The present invention relates to powered foam sprayers, and in particular, systems for controlling the discharge of foam effluents from powered foam sprayers for cleaning and for other applications.
Powered foam sprayers have long been recognized as preferred cleaning tools for commercial and industrial cleaning applications. In particular, powered foam sprayers are well suited for coating vertical and elevated surfaces with detergents and other cleaning agents without requiring time-intensive manual brush applications. The foam cleaning agents generally adhere to the surface being cleaned without premature runoff, thereby allowing the cleaning agents added time to more effectively penetrate and sanitize, while also providing the operator with a visual indication of the areas that have already been treated.
Powered foam sprayers often include a pre-mixed cleaning solution for mixing with a supply of compressed air. In these systems, the cleaning solution and the compressed air combine to form a foamy, heterogeneous mixture of gas and liquid. This heterogeneous mixture can sometimes include caustic ingredients that, while effective as a cleaner/degreaser, can be harmful when kept in contact with the human skin. Accordingly, powered foam sprayers typically include a handheld spray nozzle having a manually operated trigger. The manually operated trigger opens and closes a valve in the spray nozzle to provide control over the duration of each foam application and to guard against unintended discharge of foam spray.
Between periods of use, foam can remain captured within the spray hose under high pressure, often intentionally. For example, powered foam sprayers can in some instances rely on back pressure to stop operation of the foam sprayer. In particular, back pressure in the spray hose can be used to actuate a switch upstream of the spray nozzle (e.g. in the foam sprayer), terminating operation of the foam sprayer.
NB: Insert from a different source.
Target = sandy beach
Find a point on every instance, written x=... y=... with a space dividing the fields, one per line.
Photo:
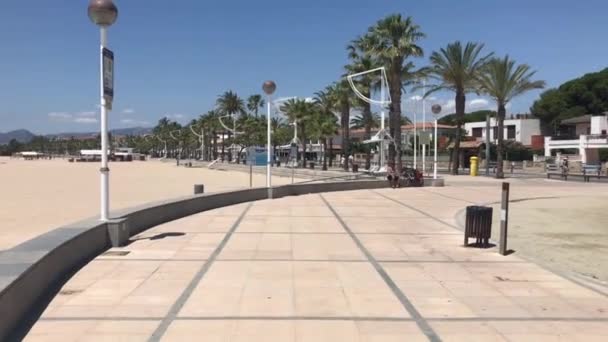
x=38 y=196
More specifically, in some embodiments, the foam sprayer may be driven by a supply of compressed. A portion of the compressed air may be used to pneumatically power a pump that motivates the cleaning solution. Another portion of the air may be introduced into the system upstream from a mixing chamber so that it will mix with the cleaning solution to produce foam, and will assist in moving the foam effluent through the system. In these embodiments, the switch may be a pressure valve that closes off the supply of compressed air upstream from the pump and the mixing chamber. When the spray nozzle trigger is released, the spray nozzle valve closes and continued operation of the foam sprayer causes pressure to build in the spray hose. When the back pressure in the hose gets high enough, it closes the pressure valve, thereby effectively shutting off the foam sprayer. When the spray nozzle trigger is again opened, the pressure in the spray hose is released and the pressure valve opens, which restarts the supply of compressed air to the pump and the mixing chamber. In these types of systems, back pressure in the hose is an intended and important part of the operation of the system. It should be noted that the back pressure in the spray hose will remain even if the foam sprayer is disconnected from all sources of external power, such as the supply of compressed.
The presence of pressurized foam within the spray hose can contribute to workplace injury and can cause damage to the foam sprayer. For example, a twelve foot spray hose having a ¾ inch inner diameter can contain over one thousand cubic centimeters of foam cleaning agent, optionally under pressures greater than 300 PSI. In this regard, the spray hose remains “charged” between uses. An unknowing operator can actuate the trigger on a system that is entirely off and disconnected from a pneumatic supply line, and the foam-induced back pressure can inadvertently discharge from the spray hose. This discharge may spray against a sensitive surface, including for example the operator's hands or face, or other undesirable location. In addition, the pressurized caustic chemicals can work against the interior lining of the spray hose and against the fittings, potentially compromising the structural integrity of the spray hose or its fitting connections over time.
Accordingly, there remains a need for an improved system to leverage the benefits of existing powered foam sprayers while also guarding against inadvertent discharge of pressurized foam cleaning agents. In addition, there remains a need for an improved system for the controlled application of pressurized foam cleaning agents without requiring extensive operator training or added material costs.